RENEGADE GARDENER™

The lone voice of horticultural reason

The Aliens Are Laughing At Me

6-18-1998 — Weaving to and from every corner of my little half-acre this weekend I amused myself imagining what higher-intelligence, alien beings might think if observing my absolutely nonsensical approach to the duties at hand … planting a Rugosa rose (that I’ve been trying to get in since May) over here; moving a hosta that’s been bleaching to a shadier spot over there; finally popping in the last six impatiens to complete the annual bed by my house; running the wheelbarrow to the back yard for a load of compost; attempting to locate my white bucket of pea gravel; taking a break to mow enough of the side lawn to make it shut up; completing two more feet of stonework ringing the raised bed up near the street … the way we look at an anthill. That’s all I could think of. From high in the sky, the supreme aliens would look at me, and all the scurrying flower gardeners in the yards surrounding me, about the same way we look at an anthill: interesting for a few moments, then less and less so.

Except for vegetable gardeners. Observing vegetable gardeners, the aliens would probably perceive some merit to the whole exercise.

I’m writing this column on June 15, the average date for adding a two-inch layer of mulch-dried grass, shredded leaves, finished compost, cocoa bean husks-to our flower and vegetable gardens. We do this for three important reasons. First, this layer keeps the summer sun and heat from evaporating moisture from the soil, allowing us to water less often. Second, it acts as a weed barrier. Third, it improves the soil as it breaks down over the course of the summer and fall; you’re adding an organic layer that eventually becomes the soil.

Many gardeners still do this important task way too early in the growing season. It’s easy to see why. In April and May, right after planting or as our perennial flowers and vegetables begin to show themselves, it sure is an easy time to get it done. Even the most authoritative gardening book I own, The American Horticultural Society Encyclopedia of Gardening, states that mulches should be applied “in early spring.”

So why do some of the best gardeners in the state recommend waiting until mid-June, thus going against the advice of such a distinguished tome? They understand that most of the garden books written in this country don’t bother addressing the peculiarities of Minnesota’s climate. Even monthly, national gardening magazines do not waste valuable editorial space by adding, “and for you poor slobs up in Minnesota, attempting to practice something akin to gardening, remember that, in addition to all the other handicaps you face, you must hold off on mulching your pitiful little frozen garden patches until mid-June, because you need to wait until the sun gets high enough in the sky to heat up and sterilize your soil, if you should live that long.” It’s easier to simply ignore us.
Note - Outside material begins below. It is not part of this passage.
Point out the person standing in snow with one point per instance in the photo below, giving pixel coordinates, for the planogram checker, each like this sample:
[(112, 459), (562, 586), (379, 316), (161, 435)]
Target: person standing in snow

Unlike 90% of the country, our soil chills down in the fall, freezes in the winter, then sits damp in the spring. Many funguses flourish in damp conditions, viruses and the eggs of numerous pests are not killed by our winters, and if left unchecked any of these can cause major damage to vegetable and flower gardens. If you’ve never had these problems and always mulch early, or worse yet, lay down mulch for the next year after cleaning out your beds in the fall, consider yourself lucky. Your soil may slowly be getting sick, and one of these summers all sorts of nasty things could pounce.

Let that happen and you’ll be the most frantic ant the aliens have ever seen.